3

I am trying to read the rows of a csv file. My file looks like this

Col 1, Col 2, Col3
row11, row12, row13
row21, row22, row23
row31, row32, row33
...

I use the following command to read the rows

with open('~/data.csv') as f:
    r = csv.DictReader(f)
    for i in range(5):
        print(list(r)[i])

The output prints the first row, but then it give the out of index error right after.

IndexError                                Traceback (most recent call last)
<ipython-input-15-efcc4f8c760d> in <module>()
      2     r = csv.DictReader(f)
      3     for i in range(5):
----> 4         print(list(r)[i])

IndexError: list index out of range

I'm guessing I'm making a silly mistake somewhere, but can't spot it. Any ideas on what I am doing wrong and how to fix it?

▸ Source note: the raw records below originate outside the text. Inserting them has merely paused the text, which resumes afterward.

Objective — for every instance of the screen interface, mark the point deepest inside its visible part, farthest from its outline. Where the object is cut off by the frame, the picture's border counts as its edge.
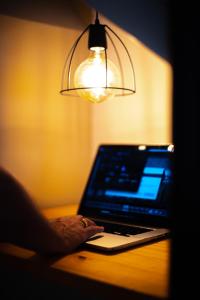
(129, 181)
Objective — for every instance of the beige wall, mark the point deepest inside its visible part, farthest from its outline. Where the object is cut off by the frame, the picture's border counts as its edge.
(48, 141)
(45, 137)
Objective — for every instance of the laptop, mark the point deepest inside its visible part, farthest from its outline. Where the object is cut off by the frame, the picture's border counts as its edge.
(128, 193)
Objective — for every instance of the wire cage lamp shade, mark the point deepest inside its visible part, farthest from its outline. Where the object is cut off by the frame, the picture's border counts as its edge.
(90, 73)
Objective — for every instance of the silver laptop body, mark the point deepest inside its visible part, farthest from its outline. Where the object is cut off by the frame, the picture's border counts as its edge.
(128, 192)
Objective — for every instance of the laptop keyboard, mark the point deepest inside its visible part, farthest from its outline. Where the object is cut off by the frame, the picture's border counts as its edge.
(121, 229)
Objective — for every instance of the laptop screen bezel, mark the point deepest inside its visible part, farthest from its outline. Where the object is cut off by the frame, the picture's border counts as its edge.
(144, 220)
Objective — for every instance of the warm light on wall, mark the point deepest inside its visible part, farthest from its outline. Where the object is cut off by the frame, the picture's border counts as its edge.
(97, 78)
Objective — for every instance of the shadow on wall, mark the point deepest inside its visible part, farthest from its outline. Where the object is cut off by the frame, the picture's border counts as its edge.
(59, 12)
(146, 20)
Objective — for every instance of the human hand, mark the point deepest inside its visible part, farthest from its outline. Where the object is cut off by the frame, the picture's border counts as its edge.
(74, 230)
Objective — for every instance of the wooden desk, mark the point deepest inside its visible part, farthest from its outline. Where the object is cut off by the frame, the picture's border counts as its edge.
(140, 273)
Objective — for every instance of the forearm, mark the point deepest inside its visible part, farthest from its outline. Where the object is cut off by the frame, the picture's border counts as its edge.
(21, 221)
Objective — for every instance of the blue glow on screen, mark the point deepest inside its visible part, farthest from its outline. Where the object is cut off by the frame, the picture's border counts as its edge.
(148, 189)
(153, 170)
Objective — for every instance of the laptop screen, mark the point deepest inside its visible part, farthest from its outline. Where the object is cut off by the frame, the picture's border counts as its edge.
(130, 184)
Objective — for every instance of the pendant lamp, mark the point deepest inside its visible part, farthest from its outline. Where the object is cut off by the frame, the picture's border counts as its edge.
(98, 66)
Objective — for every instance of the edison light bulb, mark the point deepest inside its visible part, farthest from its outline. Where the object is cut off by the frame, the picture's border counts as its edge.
(90, 77)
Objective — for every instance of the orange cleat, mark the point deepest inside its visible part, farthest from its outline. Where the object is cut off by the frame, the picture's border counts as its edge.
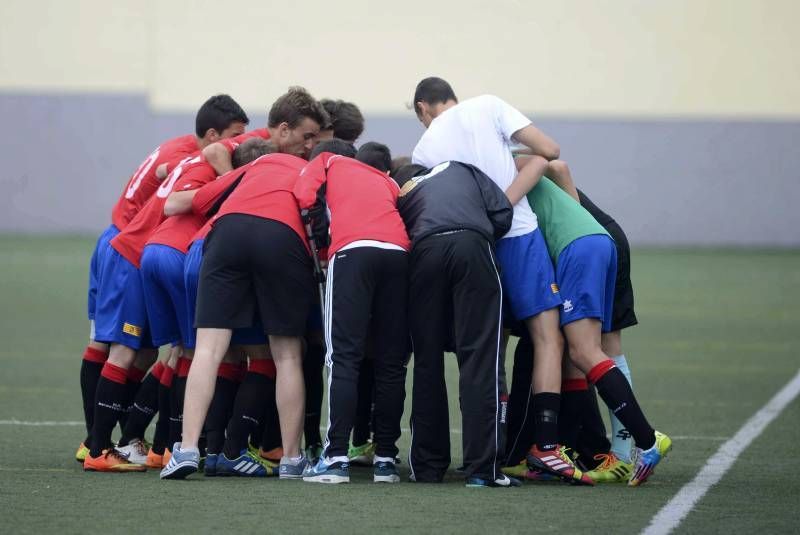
(110, 461)
(154, 460)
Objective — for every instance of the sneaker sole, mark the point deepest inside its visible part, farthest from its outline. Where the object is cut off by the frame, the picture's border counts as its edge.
(328, 479)
(181, 471)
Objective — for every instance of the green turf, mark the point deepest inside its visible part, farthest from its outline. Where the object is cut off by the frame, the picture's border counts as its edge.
(717, 339)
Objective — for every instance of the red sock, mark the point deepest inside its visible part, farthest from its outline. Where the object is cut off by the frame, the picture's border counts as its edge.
(135, 375)
(114, 373)
(574, 385)
(166, 376)
(183, 367)
(599, 370)
(157, 370)
(95, 355)
(265, 367)
(229, 371)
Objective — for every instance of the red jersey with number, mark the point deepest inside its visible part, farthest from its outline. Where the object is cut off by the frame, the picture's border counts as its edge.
(144, 183)
(362, 201)
(131, 240)
(261, 188)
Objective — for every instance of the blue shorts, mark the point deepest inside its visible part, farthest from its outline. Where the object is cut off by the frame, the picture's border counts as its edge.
(586, 275)
(96, 265)
(529, 283)
(121, 315)
(191, 275)
(165, 293)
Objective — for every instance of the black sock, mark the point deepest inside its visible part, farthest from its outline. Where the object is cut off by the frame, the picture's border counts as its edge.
(545, 417)
(573, 404)
(142, 410)
(109, 406)
(248, 412)
(616, 391)
(219, 412)
(312, 374)
(161, 435)
(271, 437)
(366, 383)
(90, 375)
(176, 411)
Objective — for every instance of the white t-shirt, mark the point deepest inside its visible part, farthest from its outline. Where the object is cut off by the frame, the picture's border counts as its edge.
(478, 131)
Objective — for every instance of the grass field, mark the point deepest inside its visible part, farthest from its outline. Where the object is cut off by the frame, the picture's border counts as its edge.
(718, 337)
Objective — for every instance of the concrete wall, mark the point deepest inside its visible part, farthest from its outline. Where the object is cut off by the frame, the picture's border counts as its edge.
(680, 118)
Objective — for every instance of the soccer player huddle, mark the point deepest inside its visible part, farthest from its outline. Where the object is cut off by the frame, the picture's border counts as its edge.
(258, 259)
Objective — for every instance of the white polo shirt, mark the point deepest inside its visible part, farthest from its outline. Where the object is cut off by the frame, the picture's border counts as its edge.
(478, 131)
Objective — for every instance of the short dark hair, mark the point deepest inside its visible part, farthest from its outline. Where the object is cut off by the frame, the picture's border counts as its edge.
(294, 106)
(433, 90)
(218, 112)
(375, 154)
(347, 120)
(251, 149)
(404, 173)
(335, 146)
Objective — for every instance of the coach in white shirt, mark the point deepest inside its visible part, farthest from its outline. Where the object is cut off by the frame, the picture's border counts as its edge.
(480, 131)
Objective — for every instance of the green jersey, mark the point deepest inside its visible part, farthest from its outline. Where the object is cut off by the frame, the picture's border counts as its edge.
(562, 220)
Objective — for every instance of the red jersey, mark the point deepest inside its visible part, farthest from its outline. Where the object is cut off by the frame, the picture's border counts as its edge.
(264, 189)
(131, 241)
(362, 201)
(144, 183)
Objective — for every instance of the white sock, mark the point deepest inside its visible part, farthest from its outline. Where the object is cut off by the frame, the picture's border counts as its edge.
(621, 439)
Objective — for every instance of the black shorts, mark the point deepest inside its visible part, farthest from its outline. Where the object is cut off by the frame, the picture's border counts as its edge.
(623, 315)
(252, 267)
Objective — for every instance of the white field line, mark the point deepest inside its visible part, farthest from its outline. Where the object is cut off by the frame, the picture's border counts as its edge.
(76, 423)
(673, 513)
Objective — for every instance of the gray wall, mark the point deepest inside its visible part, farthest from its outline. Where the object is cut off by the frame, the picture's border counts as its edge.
(668, 182)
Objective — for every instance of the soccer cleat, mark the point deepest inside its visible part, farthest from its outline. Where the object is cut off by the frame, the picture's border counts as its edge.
(245, 465)
(501, 482)
(154, 460)
(82, 453)
(385, 472)
(135, 451)
(110, 461)
(361, 455)
(210, 467)
(611, 470)
(288, 470)
(182, 463)
(328, 471)
(558, 463)
(645, 461)
(313, 453)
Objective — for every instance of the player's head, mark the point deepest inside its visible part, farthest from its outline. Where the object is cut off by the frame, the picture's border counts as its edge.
(432, 96)
(376, 155)
(294, 121)
(347, 122)
(404, 173)
(250, 150)
(219, 117)
(334, 146)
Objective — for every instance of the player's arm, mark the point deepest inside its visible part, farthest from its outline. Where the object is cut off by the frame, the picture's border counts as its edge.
(498, 208)
(219, 157)
(559, 173)
(529, 171)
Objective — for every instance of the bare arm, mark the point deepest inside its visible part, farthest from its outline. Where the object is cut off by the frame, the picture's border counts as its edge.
(538, 142)
(559, 173)
(218, 156)
(179, 202)
(531, 169)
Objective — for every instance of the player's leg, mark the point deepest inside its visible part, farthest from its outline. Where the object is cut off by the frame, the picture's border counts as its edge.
(390, 345)
(348, 300)
(429, 323)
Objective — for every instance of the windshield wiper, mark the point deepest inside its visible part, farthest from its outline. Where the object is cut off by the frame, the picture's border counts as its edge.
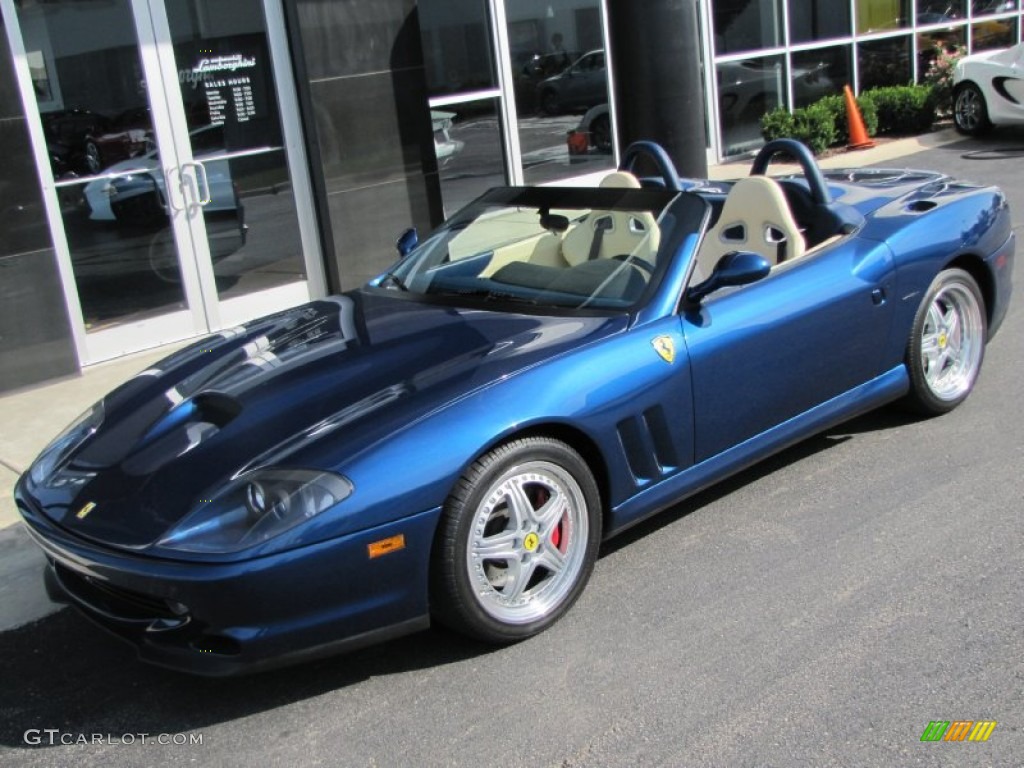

EDIT: This is the output of print(list(r)):

[{'Col 1': 'row11', ' Col3': ' row13', ' Col 2': ' row12'}, {'Col 1': 'row21', ' Col3': ' row23', ' Col 2': ' row22'}, {'Col 1': 'row31', ' Col3': ' row33', ' Col 2': ' row32'}, {'Col 1': 'row41', ' Col3': ' row43', ' Col 2': ' row42'}, {'Col 1': 'row51', ' Col3': ' row53', ' Col 2': ' row52'}, {'Col 1': 'row61', ' Col3': ' row63', ' Col 2': ' row62'}, {'Col 1': 'row71', ' Col3': ' row73', ' Col 2': ' row72'}, {'Col 1': 'row81', ' Col3': ' row83', ' Col 2': ' row82'}, {'Col 1': 'row91', ' Col3': ' row93', ' Col 2': ' row92'}, {'Col 1': 'row101', ' Col3': ' row103', ' Col 2': ' row102'}]
K1.
  • 275
  • 1
  • 2
  • 10

1 Answers1

5

DictReader(f) just gives you a one time look at your file -- you can only call list on it once, but you call it multiple times because it's within the loop. Later calls return an empty list. Just call list on it outside of the loop and save it in a variable, and you'll be golden.

That is:

r = csv.DictReader(f)
rows = list(r)
for i in range(5):
    print(rows[i])

Or, don't pull the whole thing into memory at any point:

for row in csv.DictReader(f):
    print row

If you'd like to keep the index around for other purposes:

 for i, row in enumerate(csv.DictReader(f)):
     print i, row

If you want to get specific rows from an iterator (which csv.DictReader is a special case of) without pulling the whole thing into memory, check out itertools.islice at https://docs.python.org/3/library/itertools.html. It basically allows list-style slicing on an iterator.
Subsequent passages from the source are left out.